Exosomal microRNA-16-5p from macrophage exacerbates atherosclerosis via modulating mothers against decapentaplegic homolog 7

Studies have probed the function of microRNA (miR)-16-5p in the progression of atherosclerosis (AS), while the regulatory function of exosomal miR-16-5p from macrophage on AS remains largely unknown. This study commits to exploring the efficiency of exosomal miR-16-5p from macrophage on AS via modulating mothers against decapentaplegic homolog 7 (SMAD7). Macrophages were cultured and transfected with miR-16-5p antagomir, then, the exosomes from macrophages were extracted. The AS mouse model was established, and miR-16-5p or SMAD7 expression in AS mice was detected. Thereafter, the effects of macrophage-derived exosomes, miR-16-5p or SMAD7 on serum inflammatory response, oxidative stress response, pathological changes and apoptosis in AS mice were observed by immunohistochemical and biochemical analysis.
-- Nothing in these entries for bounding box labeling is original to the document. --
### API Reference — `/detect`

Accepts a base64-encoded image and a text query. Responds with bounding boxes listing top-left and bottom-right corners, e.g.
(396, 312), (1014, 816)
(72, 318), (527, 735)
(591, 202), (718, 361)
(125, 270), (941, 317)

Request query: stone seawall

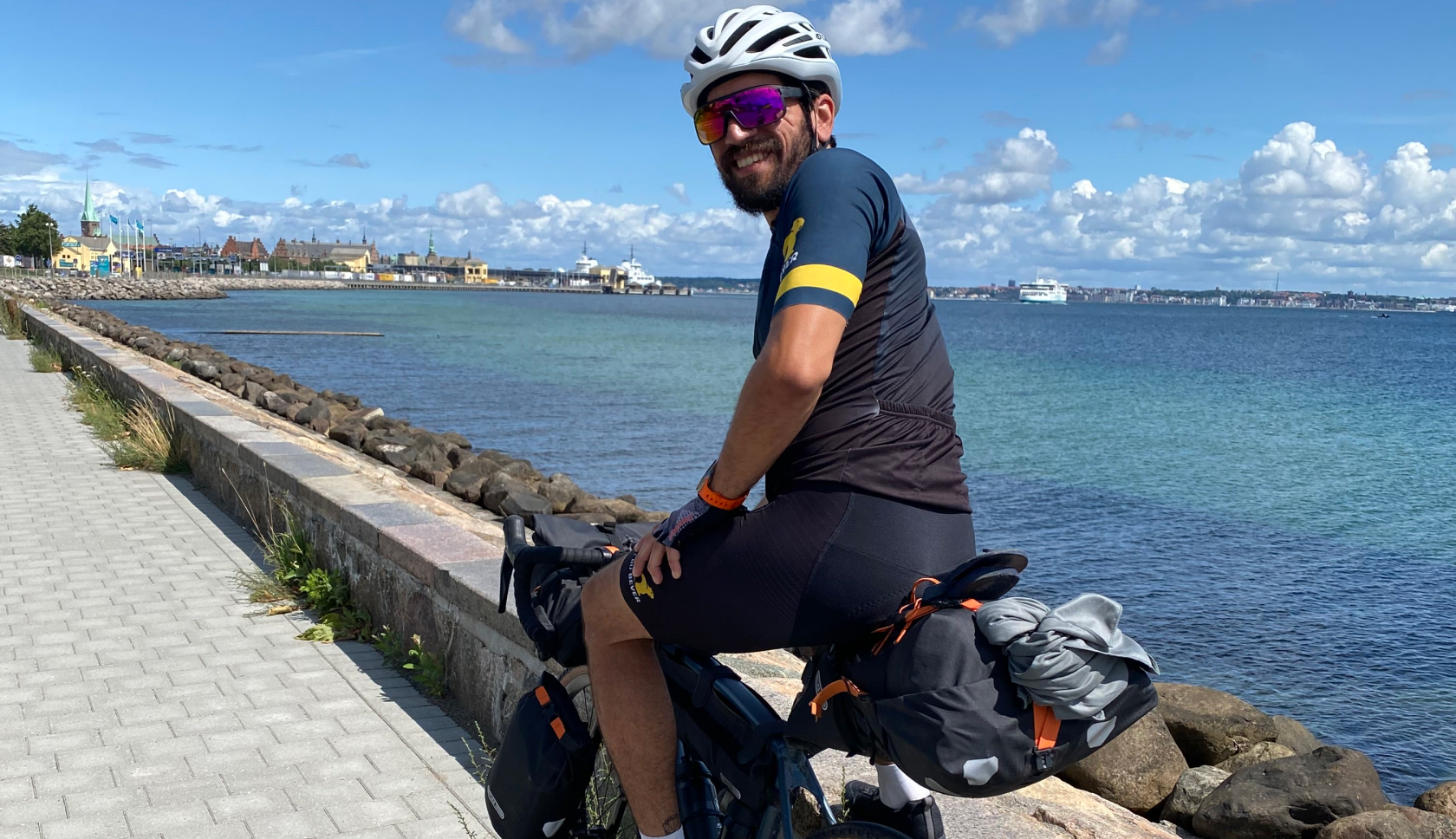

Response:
(5, 292), (1456, 839)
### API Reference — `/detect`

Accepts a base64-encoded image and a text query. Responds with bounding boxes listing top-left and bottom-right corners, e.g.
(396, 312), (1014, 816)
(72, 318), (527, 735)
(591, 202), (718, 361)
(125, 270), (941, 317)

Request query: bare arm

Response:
(634, 306), (848, 582)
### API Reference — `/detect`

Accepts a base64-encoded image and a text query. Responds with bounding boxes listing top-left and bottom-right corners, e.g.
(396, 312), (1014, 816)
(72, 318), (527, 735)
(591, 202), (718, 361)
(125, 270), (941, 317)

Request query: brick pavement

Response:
(0, 340), (491, 839)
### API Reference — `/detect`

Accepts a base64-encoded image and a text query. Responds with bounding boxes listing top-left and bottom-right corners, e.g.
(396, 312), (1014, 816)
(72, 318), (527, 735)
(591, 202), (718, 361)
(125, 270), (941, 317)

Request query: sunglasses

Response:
(693, 84), (803, 146)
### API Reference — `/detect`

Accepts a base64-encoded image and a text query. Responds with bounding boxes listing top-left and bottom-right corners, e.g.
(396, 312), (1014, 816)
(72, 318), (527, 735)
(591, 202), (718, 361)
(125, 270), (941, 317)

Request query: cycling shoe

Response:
(844, 781), (945, 839)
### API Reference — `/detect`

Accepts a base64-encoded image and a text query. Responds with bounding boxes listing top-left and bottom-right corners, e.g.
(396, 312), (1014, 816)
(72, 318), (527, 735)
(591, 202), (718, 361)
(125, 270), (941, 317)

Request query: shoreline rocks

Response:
(41, 303), (666, 526)
(0, 274), (347, 300)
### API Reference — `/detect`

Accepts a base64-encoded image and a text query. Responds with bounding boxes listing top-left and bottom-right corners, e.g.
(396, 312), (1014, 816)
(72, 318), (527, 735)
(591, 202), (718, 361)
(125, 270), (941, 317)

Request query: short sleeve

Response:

Finally, the binding relation between miR-16-5p and SMAD7 was examined. MiR-16-5p was elevated while SMAD7 was depleted in AS mice. Macrophage-derived exosomes aggravated AS progression via facilitating inflammatory response and oxidative stress, exacerbating pathological changes and increasing cell apoptosis in AS mice; while downregulation of miR-16-5p reversed the exacerbation of AS progression by macrophage-derived exosomes in AS mice. MiR-16-5p targeted SMAD7, and the down-regulated SMAD7 reversed the impacts of depleted miR-16-5p on AS progression. Exosomal miR-16-5p from macrophages aggravates AS progression via downregulating SMAD7 expression. This study provides novel therapeutic targets for AS treatment from the animal level. •Macrophage-derived exosomes aggravate AS progression.•MiR-16-5p is up-regulated while SMAD7 is down-regulated in AS mice.•Silencing miR-16-5p or elevated SMAD7 improves AS progression.•SMAD7 deletion reverses the ameliorative effect of reduced miR-16-5p on AS development.•Decreased exosomal miR-16-5p from macrophage relieves AS via targeting SMAD7.